Kobieta została zatrzymana za “udział w pikiecie”. Milicjantów szczególnie zainteresowały jednak jej spodnie.
Jak pisze portal Nasza Niwa, Lubou Sarlaj wyszła w niedzielę na spacer po Grodnie. Założyła ciepłe spodnie z biało-czerwono-białymi pasami. Wzięła kawę i zaczęła rozmawiać z przypadkowo spotkaną kobietą. W pewnym momencie z tyłu nadbiegli funkcjonariusze oddziałów specjalnych OMON i zatrzymali obie.
W protokole napisano, że brała udział w pikiecie i krzyczała “Niech żyje Białoruś”, standardowa formułka wpisywana niemal wszystkim zatrzymywanym.
– Ale milicjant jeszcze napisał dodatkowo o kolorze spodni, które naruszają porządek publiczny – podkreśla Lubou Sarlaj.
W poniedziałek odbył się proces sądowy.
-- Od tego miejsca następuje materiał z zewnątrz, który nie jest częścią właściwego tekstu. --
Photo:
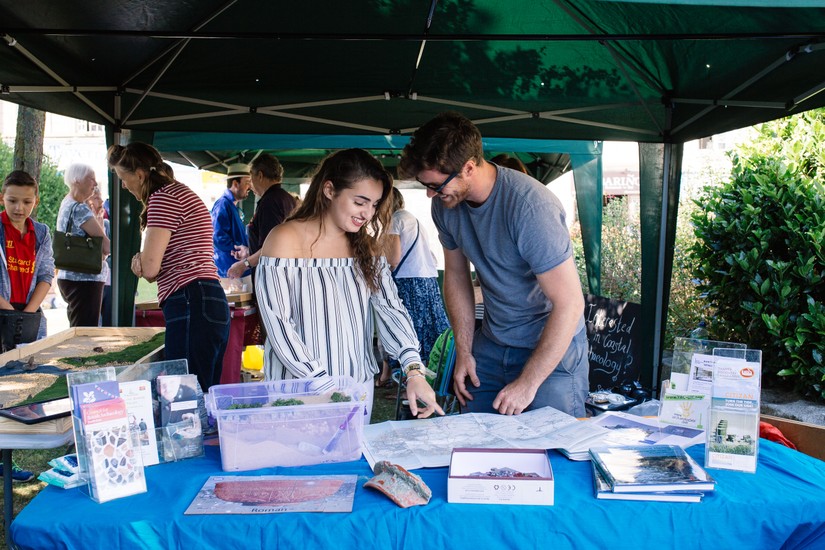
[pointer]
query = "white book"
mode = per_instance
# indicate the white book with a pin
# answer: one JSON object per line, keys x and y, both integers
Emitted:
{"x": 138, "y": 398}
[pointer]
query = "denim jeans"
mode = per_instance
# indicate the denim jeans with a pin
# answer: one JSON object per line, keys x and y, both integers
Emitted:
{"x": 496, "y": 366}
{"x": 197, "y": 329}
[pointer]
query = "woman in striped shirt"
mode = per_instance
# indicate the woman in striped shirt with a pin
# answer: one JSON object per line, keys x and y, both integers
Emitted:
{"x": 177, "y": 253}
{"x": 320, "y": 283}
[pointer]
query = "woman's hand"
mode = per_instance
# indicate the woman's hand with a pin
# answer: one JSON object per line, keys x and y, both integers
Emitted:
{"x": 137, "y": 268}
{"x": 236, "y": 270}
{"x": 419, "y": 390}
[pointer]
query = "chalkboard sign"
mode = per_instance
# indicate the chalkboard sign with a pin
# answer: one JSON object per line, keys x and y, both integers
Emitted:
{"x": 612, "y": 333}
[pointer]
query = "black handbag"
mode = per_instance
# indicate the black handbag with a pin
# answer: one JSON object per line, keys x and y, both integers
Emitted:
{"x": 81, "y": 254}
{"x": 18, "y": 327}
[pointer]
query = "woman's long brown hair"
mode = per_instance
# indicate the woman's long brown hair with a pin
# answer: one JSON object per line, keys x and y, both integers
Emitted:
{"x": 141, "y": 155}
{"x": 345, "y": 168}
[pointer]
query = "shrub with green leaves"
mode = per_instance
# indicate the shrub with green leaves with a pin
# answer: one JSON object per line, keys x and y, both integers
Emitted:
{"x": 759, "y": 252}
{"x": 52, "y": 188}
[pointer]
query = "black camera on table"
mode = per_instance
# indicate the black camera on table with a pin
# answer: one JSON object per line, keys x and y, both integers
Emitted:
{"x": 620, "y": 398}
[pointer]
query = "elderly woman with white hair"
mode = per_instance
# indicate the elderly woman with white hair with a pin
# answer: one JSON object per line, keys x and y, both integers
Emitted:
{"x": 83, "y": 292}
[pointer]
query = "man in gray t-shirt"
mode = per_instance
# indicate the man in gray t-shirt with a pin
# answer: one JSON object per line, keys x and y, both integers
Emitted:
{"x": 531, "y": 350}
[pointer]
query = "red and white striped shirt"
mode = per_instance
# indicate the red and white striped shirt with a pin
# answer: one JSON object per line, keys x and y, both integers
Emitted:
{"x": 188, "y": 255}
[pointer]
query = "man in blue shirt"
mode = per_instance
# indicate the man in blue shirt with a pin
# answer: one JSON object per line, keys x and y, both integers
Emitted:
{"x": 229, "y": 231}
{"x": 531, "y": 349}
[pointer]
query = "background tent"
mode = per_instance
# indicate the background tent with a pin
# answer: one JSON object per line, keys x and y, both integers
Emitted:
{"x": 656, "y": 72}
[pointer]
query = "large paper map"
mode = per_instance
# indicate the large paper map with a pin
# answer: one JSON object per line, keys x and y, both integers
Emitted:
{"x": 429, "y": 443}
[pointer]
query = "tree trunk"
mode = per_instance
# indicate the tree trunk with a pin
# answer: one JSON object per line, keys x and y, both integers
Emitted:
{"x": 28, "y": 145}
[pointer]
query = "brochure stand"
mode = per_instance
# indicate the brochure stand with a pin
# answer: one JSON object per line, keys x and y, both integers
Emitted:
{"x": 687, "y": 352}
{"x": 733, "y": 430}
{"x": 168, "y": 441}
{"x": 109, "y": 463}
{"x": 147, "y": 440}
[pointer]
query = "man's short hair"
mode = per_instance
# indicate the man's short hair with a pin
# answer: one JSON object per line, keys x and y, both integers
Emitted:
{"x": 269, "y": 166}
{"x": 444, "y": 143}
{"x": 236, "y": 171}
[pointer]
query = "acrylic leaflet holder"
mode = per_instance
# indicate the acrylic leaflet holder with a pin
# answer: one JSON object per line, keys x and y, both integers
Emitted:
{"x": 109, "y": 460}
{"x": 733, "y": 427}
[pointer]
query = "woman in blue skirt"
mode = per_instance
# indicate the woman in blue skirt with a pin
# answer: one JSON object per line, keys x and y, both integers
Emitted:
{"x": 416, "y": 275}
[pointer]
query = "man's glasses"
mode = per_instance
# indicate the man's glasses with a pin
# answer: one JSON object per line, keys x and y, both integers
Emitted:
{"x": 437, "y": 188}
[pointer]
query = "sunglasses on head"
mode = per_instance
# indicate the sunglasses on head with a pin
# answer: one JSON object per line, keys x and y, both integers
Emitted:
{"x": 436, "y": 188}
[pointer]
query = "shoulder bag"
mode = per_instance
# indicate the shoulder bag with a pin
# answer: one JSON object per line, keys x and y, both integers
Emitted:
{"x": 81, "y": 254}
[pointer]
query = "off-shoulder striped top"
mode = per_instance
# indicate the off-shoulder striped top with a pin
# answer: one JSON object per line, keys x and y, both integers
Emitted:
{"x": 320, "y": 316}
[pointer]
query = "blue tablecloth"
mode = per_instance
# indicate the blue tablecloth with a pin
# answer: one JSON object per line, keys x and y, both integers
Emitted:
{"x": 781, "y": 506}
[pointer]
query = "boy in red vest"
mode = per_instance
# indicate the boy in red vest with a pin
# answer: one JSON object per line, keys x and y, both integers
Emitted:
{"x": 26, "y": 257}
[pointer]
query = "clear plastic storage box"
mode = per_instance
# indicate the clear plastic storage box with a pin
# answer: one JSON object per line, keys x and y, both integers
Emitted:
{"x": 288, "y": 422}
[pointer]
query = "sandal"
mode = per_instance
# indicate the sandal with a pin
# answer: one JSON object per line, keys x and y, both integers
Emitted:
{"x": 384, "y": 383}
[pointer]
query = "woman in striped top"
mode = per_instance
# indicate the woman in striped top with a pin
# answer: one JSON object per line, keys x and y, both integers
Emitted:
{"x": 320, "y": 283}
{"x": 177, "y": 253}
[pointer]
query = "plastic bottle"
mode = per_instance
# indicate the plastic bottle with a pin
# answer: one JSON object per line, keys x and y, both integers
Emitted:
{"x": 700, "y": 332}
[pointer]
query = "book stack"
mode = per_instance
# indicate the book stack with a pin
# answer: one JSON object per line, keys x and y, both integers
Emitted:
{"x": 664, "y": 473}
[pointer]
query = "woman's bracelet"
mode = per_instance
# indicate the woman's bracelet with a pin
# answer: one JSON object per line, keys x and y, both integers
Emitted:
{"x": 412, "y": 367}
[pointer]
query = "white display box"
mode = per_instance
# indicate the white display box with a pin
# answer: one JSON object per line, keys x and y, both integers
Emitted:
{"x": 464, "y": 487}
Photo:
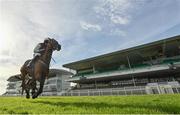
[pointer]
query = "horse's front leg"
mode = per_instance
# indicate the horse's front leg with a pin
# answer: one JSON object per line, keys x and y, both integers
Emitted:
{"x": 40, "y": 88}
{"x": 34, "y": 88}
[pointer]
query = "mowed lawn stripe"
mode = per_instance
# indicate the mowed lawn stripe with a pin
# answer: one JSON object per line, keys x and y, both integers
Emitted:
{"x": 166, "y": 104}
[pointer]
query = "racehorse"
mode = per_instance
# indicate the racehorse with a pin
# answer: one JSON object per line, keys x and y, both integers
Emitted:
{"x": 39, "y": 71}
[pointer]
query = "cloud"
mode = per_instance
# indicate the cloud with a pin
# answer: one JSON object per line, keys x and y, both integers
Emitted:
{"x": 115, "y": 10}
{"x": 88, "y": 26}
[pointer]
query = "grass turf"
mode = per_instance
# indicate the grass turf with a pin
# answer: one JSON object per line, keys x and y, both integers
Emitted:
{"x": 164, "y": 104}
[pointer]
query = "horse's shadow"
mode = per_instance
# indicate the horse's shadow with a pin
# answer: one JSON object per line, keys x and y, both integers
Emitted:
{"x": 98, "y": 105}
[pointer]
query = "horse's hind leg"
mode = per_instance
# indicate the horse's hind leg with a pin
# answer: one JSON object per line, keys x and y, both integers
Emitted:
{"x": 40, "y": 89}
{"x": 27, "y": 94}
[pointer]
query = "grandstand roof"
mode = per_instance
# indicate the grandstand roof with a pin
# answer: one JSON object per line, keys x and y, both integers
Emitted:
{"x": 135, "y": 53}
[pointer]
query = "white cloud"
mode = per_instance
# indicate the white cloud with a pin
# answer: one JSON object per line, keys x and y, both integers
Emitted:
{"x": 88, "y": 26}
{"x": 120, "y": 20}
{"x": 115, "y": 10}
{"x": 118, "y": 32}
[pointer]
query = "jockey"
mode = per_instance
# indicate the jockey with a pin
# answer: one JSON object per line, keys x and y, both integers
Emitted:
{"x": 38, "y": 51}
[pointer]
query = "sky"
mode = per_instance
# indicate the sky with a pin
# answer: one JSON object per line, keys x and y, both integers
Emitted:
{"x": 84, "y": 28}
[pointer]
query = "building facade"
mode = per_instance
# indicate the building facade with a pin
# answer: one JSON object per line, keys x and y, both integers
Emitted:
{"x": 56, "y": 83}
{"x": 148, "y": 69}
Szczególnie interesowano się noszonym ubraniem: jaką miała kurtkę, szalik, i czy na spodniach lampasy są fabryczne, czy też zostały naszyte. Musiała wytłumaczyć, że spodnie kupiła je jeszcze w 2014 roku, od razu z biało-czerwono-białą dekoracją.
Lubou Sarlaj otrzymała grzywnę w wysokości 580 rubli, czyli 850 złotych. Spodni nie skonfiskowano.